As originally featured in this month’s Total Politics
Gatwick’s announcement regarding a second runway has widened the scope of Britain’s aviation debate. This had been trapped in a false binary argument between Boris’s pie-in-the-sky proposals for a Thames estuary airport and a third runway at Heathrow.
While Boris proposed a brand new Estuary Airport as the sole solution for aviation capacity, he missed the point that there are other options, including a second runway at Gatwick, which could provide a valuable contribution to Britain’s aviation capacity. His spokesman seemed unaware of any irony in saying that ‘there is absolutely no point in simply scattering new runways randomly around the south-east’, when Boris himself continually seems to endorse new ways of scattering floating runways or whole airports around the Thames Estuary.

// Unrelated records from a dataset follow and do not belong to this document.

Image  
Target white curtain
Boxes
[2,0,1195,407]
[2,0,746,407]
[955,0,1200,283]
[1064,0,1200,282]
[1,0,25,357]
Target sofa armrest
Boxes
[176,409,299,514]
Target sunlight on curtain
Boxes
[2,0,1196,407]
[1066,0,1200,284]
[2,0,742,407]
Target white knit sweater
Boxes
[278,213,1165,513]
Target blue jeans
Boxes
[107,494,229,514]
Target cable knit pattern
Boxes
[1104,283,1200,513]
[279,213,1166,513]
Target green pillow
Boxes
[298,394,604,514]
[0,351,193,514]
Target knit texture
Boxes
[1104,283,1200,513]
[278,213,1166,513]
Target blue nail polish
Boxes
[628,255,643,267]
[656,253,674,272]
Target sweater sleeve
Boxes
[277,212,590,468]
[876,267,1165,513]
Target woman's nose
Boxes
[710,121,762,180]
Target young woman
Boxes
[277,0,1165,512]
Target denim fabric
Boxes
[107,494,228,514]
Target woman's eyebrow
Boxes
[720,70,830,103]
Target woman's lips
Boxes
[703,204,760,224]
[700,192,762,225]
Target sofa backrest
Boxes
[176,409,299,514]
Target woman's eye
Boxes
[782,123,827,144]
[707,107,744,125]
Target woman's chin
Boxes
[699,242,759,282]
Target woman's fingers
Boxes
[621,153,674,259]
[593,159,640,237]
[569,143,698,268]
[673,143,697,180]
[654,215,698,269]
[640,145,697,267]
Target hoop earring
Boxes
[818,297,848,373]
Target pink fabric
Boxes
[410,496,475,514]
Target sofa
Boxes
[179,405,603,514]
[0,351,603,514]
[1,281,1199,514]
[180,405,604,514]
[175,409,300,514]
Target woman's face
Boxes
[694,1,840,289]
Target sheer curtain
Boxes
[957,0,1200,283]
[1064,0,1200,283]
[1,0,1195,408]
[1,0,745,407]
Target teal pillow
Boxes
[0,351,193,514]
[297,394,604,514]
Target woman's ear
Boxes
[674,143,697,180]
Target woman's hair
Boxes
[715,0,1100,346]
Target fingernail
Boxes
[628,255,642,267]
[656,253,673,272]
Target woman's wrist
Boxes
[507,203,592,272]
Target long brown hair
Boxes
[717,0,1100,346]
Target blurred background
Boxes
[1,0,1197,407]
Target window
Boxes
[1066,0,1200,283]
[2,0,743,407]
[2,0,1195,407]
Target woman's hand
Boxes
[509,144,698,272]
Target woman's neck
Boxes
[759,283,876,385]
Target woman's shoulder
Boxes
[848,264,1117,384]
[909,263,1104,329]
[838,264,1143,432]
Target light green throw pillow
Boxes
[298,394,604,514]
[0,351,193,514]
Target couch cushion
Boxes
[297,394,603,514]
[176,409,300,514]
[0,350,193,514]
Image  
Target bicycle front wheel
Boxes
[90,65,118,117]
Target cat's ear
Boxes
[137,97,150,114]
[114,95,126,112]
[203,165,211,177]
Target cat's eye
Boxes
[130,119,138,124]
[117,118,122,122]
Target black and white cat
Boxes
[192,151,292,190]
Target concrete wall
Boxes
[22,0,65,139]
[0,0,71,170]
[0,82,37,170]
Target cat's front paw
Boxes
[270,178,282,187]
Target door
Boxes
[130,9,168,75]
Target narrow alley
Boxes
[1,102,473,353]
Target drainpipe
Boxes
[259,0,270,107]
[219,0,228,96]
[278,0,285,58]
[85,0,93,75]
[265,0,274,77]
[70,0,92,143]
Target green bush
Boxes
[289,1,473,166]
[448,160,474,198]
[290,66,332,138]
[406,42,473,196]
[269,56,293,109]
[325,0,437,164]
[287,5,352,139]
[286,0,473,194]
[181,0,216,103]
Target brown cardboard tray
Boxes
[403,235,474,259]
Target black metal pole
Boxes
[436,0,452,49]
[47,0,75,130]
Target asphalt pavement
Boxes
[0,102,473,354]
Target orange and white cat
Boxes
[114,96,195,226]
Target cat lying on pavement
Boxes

Since Gatwick was sold by BAA, it has undertaken a series of enhancements which have improved customer service and attracted new airlines from a variety of emerging markets. This expansion has already provided Britain with new trade routes to Asia. These improvements show how it could be viable for Gatwick, with an extra runway, to become a second London hub airport, competing – including on price – with Heathrow.
Gatwick currently operates with close to 10 per cent of its passengers connecting to another flight, compared to nearer 30 per cent at Heathrow, and is for now better placed than any other UK airport to develop as a real competitor to Heathrow. Competing hubs could improve service and even drive down ticket prices as the airports compete for customers and contracts. Heathrow could potentially focus on serving transatlantic routes, while Gatwick developed large numbers of new routes to Asia, with both airports operating dense European route networks.
Gatwick has already done significant preliminary consultation and opposition to Gatwick expansion could be less widespread and vociferous than for either Heathrow or a new airport in the Thames Estuary. Additional flight paths for Gatwick would disturb fewer people than at Heathrow and, unlike a Thames Estuary airport, would not intrude on Amsterdam Schiphol’s flight paths or put planes at high risk of bird strike.
The existing transport infrastructure from Gatwick to central London is reasonably good and Gatwick could easily have an improved and dedicated Gatwick Express Service, as well as good rail services to Kent. Infrastructure costs would be incomparably lower than the almost unimaginable levels of spending that would be needed to support a Thames Estuary airport.
Gatwick currently serves 197 destinations and 34 million passengers a year. It would be ridiculous not to take seriously the prospect of future expansion at Gatwick when it has long safeguarded space for a second runway, and now has the demand, capability and willingness to make use of it. What possible objection can Boris have to Gatwick spending its own investors’ money to provide yet greater connectivity for London and the UK?